2022: The Disappearance of Hollywood as We Know It
I've ranted about film's slow suicide (and will do more here), but TV's trend-lines and the stock prices of our overlords are also telling a story no one wants to hear
I had the notion to do a more upbeat, holiday spirit-sort-of-issue after a good run in the gloom and doom vein of late. I’ve been looking for shreds of evidence to contradict my sense that this weekly box office game of grabbing at straws is a harbinger of the end for the Studios As We Knew Them.
But every Sunday, reading the box office reports is like the record of a mass delusion; of a cult leader attempting to keep the acolytes calm and obedient while 10 feet away, the house goes up in flames.

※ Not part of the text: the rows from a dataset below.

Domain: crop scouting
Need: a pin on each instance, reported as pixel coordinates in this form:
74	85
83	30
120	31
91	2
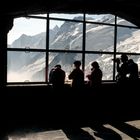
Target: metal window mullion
47	47
115	45
83	43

Two years in, we’re still doing this dance every weekend – looking at what would be any standards heretofore a round of mediocre at best to horrendous results, and squinting, holding the paper up sideways, burning sage around it to declare – “Look! People want movies!” “The audiences will come charging back!” “They'll find the perfect balance between VOD and theatrical that will create a new virtuous circle!” “Once more product gets in to the market it will ignite a pent-up wave of moviegoing like nothing we’ve ever seen!”
And next summer, there’s going to be so many great movies, we’ll have to build extra emergency multiplexes to hold the spillover audiences! And then Bob and Terry and Michael Eisner will apparate on Melrose and grant unlimited charge accounts at the reopened Morton’s to everyone! And the assistants can go to Chaya!
It could happen. Anything’s possible. Unpredictable times.
But then I looked at the charts at the suggestion of a wise industry-savant friend. Herewith, the stock charts of the legacy studios and their corporate parents.
Okay, so stocks go up. Stocks go down. Why should we believe Wall Street's next- quarter mindset versus the all-seeing long-range, strategic genius of our great…studio leaders…whose vision...and...planning for....
See, that's where this train of thought choo choo's right off the cliff.